Правда старого генерала, молоденького офицера, волевого особиста и солдата слита у него воедино. Писатель при этом далек от того, чтобы лишать своих героев столь необходимого для каждого человека права — права, чтобы его понимали именно таким, каков он есть.

Категоризм в нашей литературе при создании образа — невозможен, а если и встречается такой категоризм, то лишь в книгах «второго порядка», где все черное — до жути черное, а светлое — такое уж светлое, что надо это светлое канонизировать, причислив к лику святых.

Забвение диалектики, желание жить по рецептам однозначным, мстит литератору второсортностью — это не фармакология.

Снисходительность — это плохо, снисхождение — необходимое качество литературы, ибо снисхождение помогает понять глубинность явлений и поступков. Горький именно так писал Клима Самгина, Шолохов так писал Мелихова, так именно пишет своих героев, снимает их и играет Василий Шукшин.

Вообще, Шукшин — явление поразительное в нашей литературе, и это не преувеличение, не давняя моя симпатия к этому большому художнику, это правда, реальность, с которой могут не считаться лишь темные люди, трусливые перестраховщики, которые внутренне не верят в нашу великую правду и неодолимую нашу силу.

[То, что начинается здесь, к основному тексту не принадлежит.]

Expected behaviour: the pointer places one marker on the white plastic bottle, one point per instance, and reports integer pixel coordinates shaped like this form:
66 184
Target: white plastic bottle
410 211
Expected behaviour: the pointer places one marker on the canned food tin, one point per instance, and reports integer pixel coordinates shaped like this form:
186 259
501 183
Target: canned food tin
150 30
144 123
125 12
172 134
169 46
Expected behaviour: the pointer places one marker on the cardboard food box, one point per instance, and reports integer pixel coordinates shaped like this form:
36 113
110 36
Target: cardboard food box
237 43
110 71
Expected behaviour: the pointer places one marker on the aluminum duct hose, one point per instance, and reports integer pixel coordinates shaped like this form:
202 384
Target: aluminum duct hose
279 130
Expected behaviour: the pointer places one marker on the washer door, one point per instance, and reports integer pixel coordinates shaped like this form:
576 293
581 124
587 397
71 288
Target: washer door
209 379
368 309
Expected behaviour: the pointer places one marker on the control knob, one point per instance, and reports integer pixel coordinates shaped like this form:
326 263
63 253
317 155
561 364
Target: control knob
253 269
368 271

Шукшин своим творчеством подвел черту надуманной дискуссии о так называемых «деревенщиках» и «интеллектуалах». К сожалению, и то, и другое не так давно, когда страсти искусственно подогревались, было определением бранным, и это было противоестественно, ибо деревня дает хлеб земной, а интеллект — хлеб духовный.

Интеллектуал Шукшин великолепно знает жизнь деревни и города, советский писатель Шукшин — человек великолепного идейного стержня, его позиция по отношению к тому злу, что нам мешает, — бескопромиссна, он обнажает явление, не боясь правды, ибо правды боится трус или бездарь.

При этом всегда следует помнить, что только вода делает лебедя — лебедем; без воды лебедь — это гусь. Без и вне ярких характеров, сочного языка, своих мыслей, то есть вне и без стопроцентной информации, литература семидесятых годов невозможна и обречена на презрительное забвение потомков.